В это время в землянку вошли Ломов и встретивший его на дороге командир роты капитан-лейтенант Федин. Услыхав песню, они переглянулись и остановились около двери. Дневальный тихо доложил:
— Товарищ капитан-лейтенант, во взводе всё в порядке, личный состав готовится ко сну.
— Споём и мы, лейтенант… «Подготовимся» тоже ко сну. Боюсь только, после песен долго не усну, — шёпотом сказал Федин.
Офицеры прошли в конец землянки и сели на свободные нары. Ломову было неловко, он «явствовал себя пока ещё чужим среди этих закалённых в боях людей. Лейтенант смотрел пытливо в обветренные лица матросов и не мог ещё представить себе, как же он будет командовать ими, как будет жить с ними, как поведёт их в бой. Ведь все они старше его и во многом опытнее. И он был благодарен Федину за то, что тот не стал прерывать поющих матросов, чтобы представить взводу нового командира.
Когда окончилась песня, Федин сказал:
— Товарищи! Лейтенант Ломов назначен командиром вашего взвода. А для знакомства споём ещё одну любимую — и спать.
Матрос Мельников, игравший на мандолине, сутулый, но быстрый, поднялся и принял позу дирижёра. Его угловатое, розовощёкое лицо вытянулось.
— Споём, орлы, «Полярный вальс». Я играю, командир запевает, вы подхватываете. Возражений нет?
— Нет! — ответили дружно матросы.
Спокойно, тихо Федин запел:
Видно, он был запевалой не впервые. Все разом подхватили:
И снова Ломов был благодарен Федину. Матросы рассматривали его тепло и доброжелательно. Знакомство состоялось просто.

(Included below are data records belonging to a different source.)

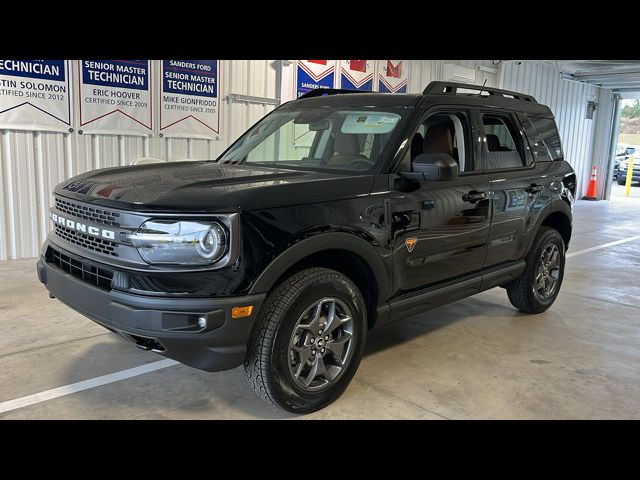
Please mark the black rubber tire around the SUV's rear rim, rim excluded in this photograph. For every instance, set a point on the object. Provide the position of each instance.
(521, 292)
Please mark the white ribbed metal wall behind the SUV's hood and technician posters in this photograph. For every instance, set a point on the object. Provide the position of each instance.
(32, 163)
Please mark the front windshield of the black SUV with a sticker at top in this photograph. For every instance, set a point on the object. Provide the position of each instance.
(324, 138)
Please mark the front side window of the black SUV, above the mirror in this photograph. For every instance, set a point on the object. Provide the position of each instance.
(444, 133)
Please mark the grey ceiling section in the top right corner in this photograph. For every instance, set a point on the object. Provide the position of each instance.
(621, 76)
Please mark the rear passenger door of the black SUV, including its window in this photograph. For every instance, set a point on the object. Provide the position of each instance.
(519, 192)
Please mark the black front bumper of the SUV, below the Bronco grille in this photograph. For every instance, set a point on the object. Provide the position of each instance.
(166, 325)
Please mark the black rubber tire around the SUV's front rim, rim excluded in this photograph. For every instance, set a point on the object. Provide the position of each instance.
(268, 354)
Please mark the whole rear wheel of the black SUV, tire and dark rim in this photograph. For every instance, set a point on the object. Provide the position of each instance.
(538, 286)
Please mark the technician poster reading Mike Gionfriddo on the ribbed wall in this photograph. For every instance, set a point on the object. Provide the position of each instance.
(190, 104)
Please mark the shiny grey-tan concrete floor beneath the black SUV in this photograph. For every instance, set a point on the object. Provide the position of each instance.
(476, 358)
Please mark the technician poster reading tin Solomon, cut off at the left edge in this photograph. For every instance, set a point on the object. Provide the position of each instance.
(35, 95)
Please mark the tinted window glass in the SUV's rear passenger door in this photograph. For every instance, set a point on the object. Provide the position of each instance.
(502, 142)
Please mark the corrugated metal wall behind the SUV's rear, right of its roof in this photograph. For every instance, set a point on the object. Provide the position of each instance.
(567, 100)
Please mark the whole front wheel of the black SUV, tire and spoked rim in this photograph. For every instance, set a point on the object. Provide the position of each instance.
(308, 340)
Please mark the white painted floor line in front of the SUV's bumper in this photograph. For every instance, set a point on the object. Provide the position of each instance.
(84, 385)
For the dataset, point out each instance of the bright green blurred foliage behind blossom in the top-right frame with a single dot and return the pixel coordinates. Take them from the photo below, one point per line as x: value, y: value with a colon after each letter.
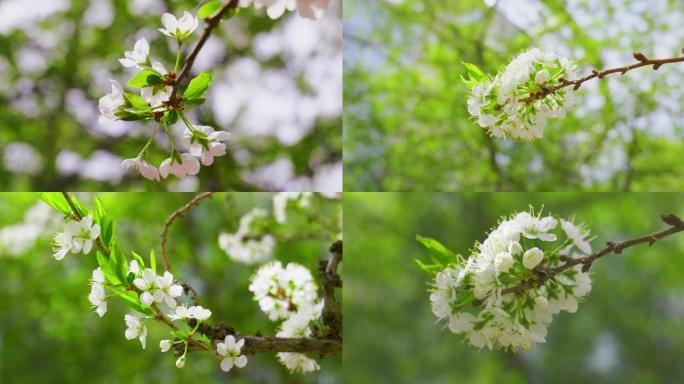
x: 406, y: 123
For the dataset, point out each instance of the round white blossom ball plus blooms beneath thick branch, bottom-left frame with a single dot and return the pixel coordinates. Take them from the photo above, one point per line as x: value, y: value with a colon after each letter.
x: 289, y: 294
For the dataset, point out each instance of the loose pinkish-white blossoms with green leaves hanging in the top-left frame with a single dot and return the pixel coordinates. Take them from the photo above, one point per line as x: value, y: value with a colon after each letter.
x: 156, y: 100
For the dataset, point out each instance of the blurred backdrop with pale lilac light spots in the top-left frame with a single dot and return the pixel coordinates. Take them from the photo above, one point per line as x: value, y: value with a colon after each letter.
x: 277, y: 88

«Вот это песня! — подумал Ломов. — А слова-то какие! Кто б мог написать их, не пережив, не перечувствовав всё сам?»
Теперь и ему хотелось присоединиться к поющим, но он не знал слов песни.
Когда в землянке наступила тишина, Федин показал Ломову нары в небольшой отгороженной комнатушке.
— Располагайтесь. А это, — он указал на спящего второго обитателя комнатушки, — старшина роты Чистяков. Ему досталось ночью, устал, спит как убитый. Завтра днём зайдите ко мне, потолкуем, а сейчас — спать. Я тоже здорово устал. Всю ночь лазили на передовой.
Федин, пряча лицо, зевнул, хотел что-то сказать, но махнул рукой и вышел из землянки.
Расстелив полушубок на нары, Ломов сел. Низкий потолок комнатушки не позволял ему стоять во весь рост. Две койки из досок от ящиков из-под консервов образовали угол. Небольшое окно затянуто промасленным полотном. У окна — небольшой, как в вагонном купе, стол, рядом — грубо сбитая скамейка. За неимением досок защитники Рыбачьего строили жилища из камня и торфа. Рубили кустарник, плели плетень. Со стен, с потолка осыпалась земля, в трещины прорывалась поземка. Оклеивали землянки газетами. Становилось светлее, уютнее. Но газеты быстро тускнели от коптилок и карбидных ламп, рвались, обвисая лохмотьями. С получением почты оклеивали снова.
В комнатушку вошли матросы.
— Товарищ лейтенант, возьмите телогрейку, а то у нас прохладненько стало, — предложил с виду самый старший из матросов Шубный. Ломов заметил в его курчавых волосах густую седину.
— Спасибо… товарищи.
Шубный немного помялся и с ласковым добродушием сказал:
— Мы вот с Титовым сейчас за хворостом пойдём для бани. Утром приходите помыться, с дороги — самый раз.
Разговаривал он певуче, с говорком на «ё». Чувствовался настоящий северянин.
— И за это спасибо. Обязательно приду, — ответил Ломов.
— Товарищ лейтенант, вы издалека? Не земляк ли? — спросил матрос Борисов.
— С Волги, саратовский.
— Издалека, — разочарованно произнёс Борисов. — Я ленинградский.
— Какой ты, Мишка, ленинградский! Твои же Струги Красные к Псковской отошли. Ты уж говори: «Мы псковские», — подшутил Мельников.